We’ll figure out how to improve this later.
let mut buf = Rc::new(RefCell::new(DoubleBuffer {
which: false,
// two 16x16 256-color images for example
buffers: [vec![0; 16 * 16], vec![0; 16 * 16]],
}));
let mut state = 0;
let printer = {
let buf = buf.clone();
move || {
print_buffers(buf.borrow().get_read_buffer())
}
};
let mut updater = {
let buf = buf.clone();
move || {
update(buf.borrow_mut().get_write_buffer(), &mut state)
}
};
// for use in swaps
let mut buf = buf.borrow_mut();
buf.swap_buffers();
printer();
updater();
buf.swap_buffers();
printer();
updater();
Nice, now the logic part is a bit simpler. Is this good enough? Let’s try it!
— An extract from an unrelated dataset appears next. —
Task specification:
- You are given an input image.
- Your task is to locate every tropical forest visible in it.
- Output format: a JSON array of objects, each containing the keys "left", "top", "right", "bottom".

thread 'main' panicked at src/main.rs:17:31:
already mutably borrowed: BorrowError
note: run with `RUST_BACKTRACE=1` environment variable to display a backtrace
Right…, we can’t just factor out the borrow_mut
. But this should work.
// -- snip --
// let mut buf = buf.borrow_mut();
buf.borrow_mut().swap_buffers();
printer();
updater();
buf.borrow_mut().swap_buffers();
printer();
updater();
But this is sad, Rust should have helped us catch this bug! But since we used
RefCell
we opted into runtime borrow checking. Is there something we could
do to improve this?
Before moving on the the next part, A Fresh Start, here are some questions to think about and try to answer.
- How would you make this harder to misuse without making it too difficult to use?
- What other use-cases can you think of for double buffers?